10.8 Estimating $2\times 2$ Contingency Table

To estimate the table for attribute $k$, we need to know $P(\alpha_{ik}=a|\mathbf{y}_i)$ and $I(\hat{\alpha}_{ik}=b|\mathbf{y}_i)$. Let us take student 8 as an example.

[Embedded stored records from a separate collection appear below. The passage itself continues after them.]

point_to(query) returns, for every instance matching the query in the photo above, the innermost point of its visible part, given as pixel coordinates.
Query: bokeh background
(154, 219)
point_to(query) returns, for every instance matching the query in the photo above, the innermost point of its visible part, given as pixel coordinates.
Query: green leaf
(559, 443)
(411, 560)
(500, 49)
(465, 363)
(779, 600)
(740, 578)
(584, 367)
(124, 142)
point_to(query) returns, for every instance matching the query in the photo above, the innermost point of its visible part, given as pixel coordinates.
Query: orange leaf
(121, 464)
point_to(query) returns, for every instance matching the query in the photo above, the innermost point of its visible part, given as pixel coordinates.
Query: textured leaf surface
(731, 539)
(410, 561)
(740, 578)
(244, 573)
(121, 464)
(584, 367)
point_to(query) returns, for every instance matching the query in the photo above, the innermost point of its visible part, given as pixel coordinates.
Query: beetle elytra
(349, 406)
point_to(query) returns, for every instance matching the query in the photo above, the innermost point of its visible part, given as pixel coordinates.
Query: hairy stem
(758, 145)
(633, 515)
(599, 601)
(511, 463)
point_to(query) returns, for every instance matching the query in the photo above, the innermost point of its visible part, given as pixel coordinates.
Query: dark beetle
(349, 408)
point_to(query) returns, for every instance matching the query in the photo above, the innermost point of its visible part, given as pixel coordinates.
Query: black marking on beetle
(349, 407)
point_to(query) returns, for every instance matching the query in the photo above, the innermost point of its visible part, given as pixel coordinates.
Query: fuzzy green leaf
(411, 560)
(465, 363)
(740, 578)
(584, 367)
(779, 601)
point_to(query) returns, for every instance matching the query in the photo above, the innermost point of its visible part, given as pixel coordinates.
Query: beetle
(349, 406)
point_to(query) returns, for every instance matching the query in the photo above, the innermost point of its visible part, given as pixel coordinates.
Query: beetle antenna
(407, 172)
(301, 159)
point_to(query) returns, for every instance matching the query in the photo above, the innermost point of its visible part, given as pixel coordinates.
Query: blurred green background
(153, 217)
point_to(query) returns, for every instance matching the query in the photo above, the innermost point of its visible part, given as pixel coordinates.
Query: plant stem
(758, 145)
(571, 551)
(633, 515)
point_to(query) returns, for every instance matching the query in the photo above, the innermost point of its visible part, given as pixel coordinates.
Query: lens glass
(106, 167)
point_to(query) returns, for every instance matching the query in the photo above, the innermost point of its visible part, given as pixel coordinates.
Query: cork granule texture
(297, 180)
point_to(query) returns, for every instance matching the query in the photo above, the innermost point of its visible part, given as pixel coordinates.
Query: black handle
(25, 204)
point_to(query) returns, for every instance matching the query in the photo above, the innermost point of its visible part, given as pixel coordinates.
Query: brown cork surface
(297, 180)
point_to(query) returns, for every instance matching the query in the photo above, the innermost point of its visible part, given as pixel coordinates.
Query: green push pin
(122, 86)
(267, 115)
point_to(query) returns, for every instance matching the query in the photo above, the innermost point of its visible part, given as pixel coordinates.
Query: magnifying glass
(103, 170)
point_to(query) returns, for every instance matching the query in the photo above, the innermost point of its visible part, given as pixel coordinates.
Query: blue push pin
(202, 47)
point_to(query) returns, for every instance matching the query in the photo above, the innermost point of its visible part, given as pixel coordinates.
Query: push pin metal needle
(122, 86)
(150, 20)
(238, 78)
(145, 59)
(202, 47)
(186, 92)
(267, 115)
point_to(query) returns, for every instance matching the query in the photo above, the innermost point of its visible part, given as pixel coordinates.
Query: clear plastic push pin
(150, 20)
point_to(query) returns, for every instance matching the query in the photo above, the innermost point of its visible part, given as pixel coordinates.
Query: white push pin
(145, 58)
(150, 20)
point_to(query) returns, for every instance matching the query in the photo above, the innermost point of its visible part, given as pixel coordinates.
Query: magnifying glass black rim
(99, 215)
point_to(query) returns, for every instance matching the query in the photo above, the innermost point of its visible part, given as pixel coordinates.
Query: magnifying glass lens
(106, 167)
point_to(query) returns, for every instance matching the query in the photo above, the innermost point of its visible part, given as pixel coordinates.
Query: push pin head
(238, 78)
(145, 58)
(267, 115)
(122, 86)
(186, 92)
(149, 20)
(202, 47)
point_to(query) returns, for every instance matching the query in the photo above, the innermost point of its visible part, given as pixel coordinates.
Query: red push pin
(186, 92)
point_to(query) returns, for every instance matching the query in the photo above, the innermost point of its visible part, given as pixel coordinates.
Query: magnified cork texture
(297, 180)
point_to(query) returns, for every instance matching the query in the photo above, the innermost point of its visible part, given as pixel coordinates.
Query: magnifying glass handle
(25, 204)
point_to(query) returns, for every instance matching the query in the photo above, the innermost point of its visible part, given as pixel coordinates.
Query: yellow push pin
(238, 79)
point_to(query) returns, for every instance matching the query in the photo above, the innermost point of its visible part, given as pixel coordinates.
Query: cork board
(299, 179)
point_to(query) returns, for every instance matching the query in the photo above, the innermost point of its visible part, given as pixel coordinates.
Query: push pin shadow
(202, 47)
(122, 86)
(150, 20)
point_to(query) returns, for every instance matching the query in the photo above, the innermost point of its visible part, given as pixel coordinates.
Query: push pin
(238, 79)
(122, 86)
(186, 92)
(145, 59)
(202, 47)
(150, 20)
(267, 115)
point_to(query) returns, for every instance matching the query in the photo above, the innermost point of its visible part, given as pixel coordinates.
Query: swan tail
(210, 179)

Run the following code:

Code

library(GDINA)
Y <- ecpe$dat
Q <- ecpe$Q
lcdm <- GDINA(Y, Q, model = "GDINA",verbose = 0)
mp <- personparm(lcdm,"mp")
mp.student8 <- mp[8,]
mp.student8

##     A1     A2     A3 
## 0.0041 0.4801 0.9648

Recall that $$\hat{p}_{00}=\frac{1}{n}\sum_{i=1}^nP(\alpha_{ik}=0|\mathbf{y}_i)I(\hat{\alpha}_{ik}=0|\mathbf{y}_i)$$ Verify that for attribute 1 (i.e., $k=1$) and student 8 (i.e., $i=8$), $I(\hat{\alpha}_{ik}=0|\mathbf{y}_i)=1$ and $P(\alpha_{ik}=0|\mathbf{y}_i)=$ 0.9959

EXERCISES

• Write your code to estimate $p_{00}$ and $p_{11}$ for attribute 1.
• Compare the classification accuracy of attribute 1 from the analytic solution with the one from Monte Carlo approach.